Montag, 13. Januar 2014

Weltfußballer: Brutalo Ribery will als Foulkönig ohne Tadel, Weltfußballer werden!



"Ribery wird Weltfußballer des Jahres 2013!" So wollen es in jedem Fall die Bayern und die deutschen Medien sehen ... wenn sich da mal unser Obersteuerhinterzieher, Ulli Hoeneß, nicht irrt.

Mit brutalen Fouls kann man nicht Vorbild und Weltfußballer werden, oder doch?  Leistung ist heute alles und ein Foul ist nur ein Foul, wenn der Scheidsrichter pfeift oder im Falle Ulli Hoeneß ein Urteil spricht. Daher gilt Ribery als UNSCHULDIG - der Schiedsrichter pfeift ungern.

Selbst Michael Schumacher bekam das Bundesverdienstkreuz nicht, weil sein sportliches Verhalten nicht immer fair war.
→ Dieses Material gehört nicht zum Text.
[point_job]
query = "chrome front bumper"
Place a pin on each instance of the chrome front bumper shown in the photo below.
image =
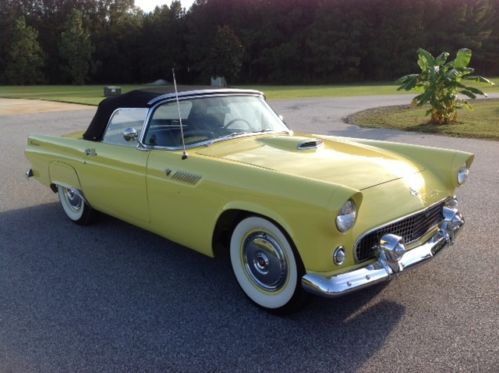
(393, 258)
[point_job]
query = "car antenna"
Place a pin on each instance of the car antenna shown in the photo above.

Böse Foulattacken des bayrischen Franzosen Ribery
  • Sep. 2013 - Ribery krallt Arnoutovic im Gesicht, nach dem dieser ihn gefoult hatte.
  • Dez. 2012 - Ribery bekommt Rot nach einem Foul an Cheol Koo. Dieser griff ihm ins Gesicht und Ribery antworte mit einer Backpfeife. Cheol Koo bekam eine gelbe Karte.
  • April 2013 - brutales Foul gegen Vidal Champions-League-Spiel zwischen Bayern und Juventus Turin (ohne Folgen)
  • Mai 2013 brutales Ellbogen-Foul gegen  Lewandowski vom BVB - ohne Folgen - Bayern gewinnt und wird Meister
Franck Ribery ist in Frankreich unbeliebt, was man in Deutschland nicht begreifen kann. Doch Bayern tut alles für das Image ihrer Spieler und das Publikum folgt ohne Widerrede. Nur 29 % der befragten Franzosen hatten im Sept. 2013 ein gutes Bild von Ribery.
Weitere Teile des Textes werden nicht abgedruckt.